« Return to Thread: Extending MusicBrainz to hold audio checksums

Extending MusicBrainz to hold audio checksums

by Eric Shattow-3 :: Rate this Message:

Reply to Author | View in Thread

How can we extend MusicBrainz so that people ripping digital media may verify their audio content is correctly media-shifted from audio CD sources?
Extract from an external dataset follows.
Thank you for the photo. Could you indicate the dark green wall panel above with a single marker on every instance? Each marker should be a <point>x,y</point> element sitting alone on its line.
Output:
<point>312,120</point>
There is a higher challenge here. Reading CD audio is an inexact science:

- Labels may release multiple pressings of the same content, leading to the same audio at slightly differing sample offsets
- Consumer CD drives are not consistent at which sample offset they start reading from
- No drive on the market can reliably detect all errors when reading audio from CD media

If we can store file audio data checksums in a meaningful way, should we?

Possible approach:

1) No "zero" reference. Cover all possible read offsets given drives available on the market today. Make a lot of SHA-1 checksums (3072 count) per track, and per album. This amounts to be 33KiB * (num tracks + 1) of checksum data per release. This has the benefit of working without drive calibration, as most CD pressings contain no useful data in the missing samples (which is like maximum 5 sectors i.e. 5/72 of a second audio). Drawbacks are the required time to compute checksums and the nearly 400KiB of checksum data per release.
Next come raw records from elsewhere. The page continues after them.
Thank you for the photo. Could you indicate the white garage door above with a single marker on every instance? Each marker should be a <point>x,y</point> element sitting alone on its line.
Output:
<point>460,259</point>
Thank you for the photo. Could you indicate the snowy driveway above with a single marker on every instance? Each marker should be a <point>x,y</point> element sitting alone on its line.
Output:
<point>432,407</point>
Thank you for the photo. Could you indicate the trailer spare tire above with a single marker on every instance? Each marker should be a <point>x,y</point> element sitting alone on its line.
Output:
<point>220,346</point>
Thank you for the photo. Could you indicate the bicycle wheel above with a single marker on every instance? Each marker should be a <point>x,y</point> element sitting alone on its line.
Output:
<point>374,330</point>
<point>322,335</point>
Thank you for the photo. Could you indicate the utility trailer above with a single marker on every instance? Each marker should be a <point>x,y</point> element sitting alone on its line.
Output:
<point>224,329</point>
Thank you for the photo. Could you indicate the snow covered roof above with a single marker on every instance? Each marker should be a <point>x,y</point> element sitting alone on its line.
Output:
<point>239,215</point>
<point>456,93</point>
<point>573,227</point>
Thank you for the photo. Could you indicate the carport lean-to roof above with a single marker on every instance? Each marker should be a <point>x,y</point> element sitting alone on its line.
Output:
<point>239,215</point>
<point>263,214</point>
2) Above but with a "zero" reference. Maintain a list of approved "zero offset" drives (I own such a drive, the Plextor PX-712SA). This differs from the AccurateRip(TM) method by 30 samples. Checksums stored in the database will be moderated and voted on by persons submitting from approved hardware only. This reduces the data storage requirement to less than 5KiB per release. Client verification software is still tasked with heavy computational load to generate all possible checksums as described in method #1

3) Guess what the actual audio content is for the release and cover all possible read offsets for the release's audio content as a whole. It would also have some kind of "inner checksum" calculated at offset from the start and finish of useful audio. Required storage is less than 70KiB per release.

This concept of verifying CD audio rips does kind of walk the line between what does and does not apply to the purpose of MusicBrainz database.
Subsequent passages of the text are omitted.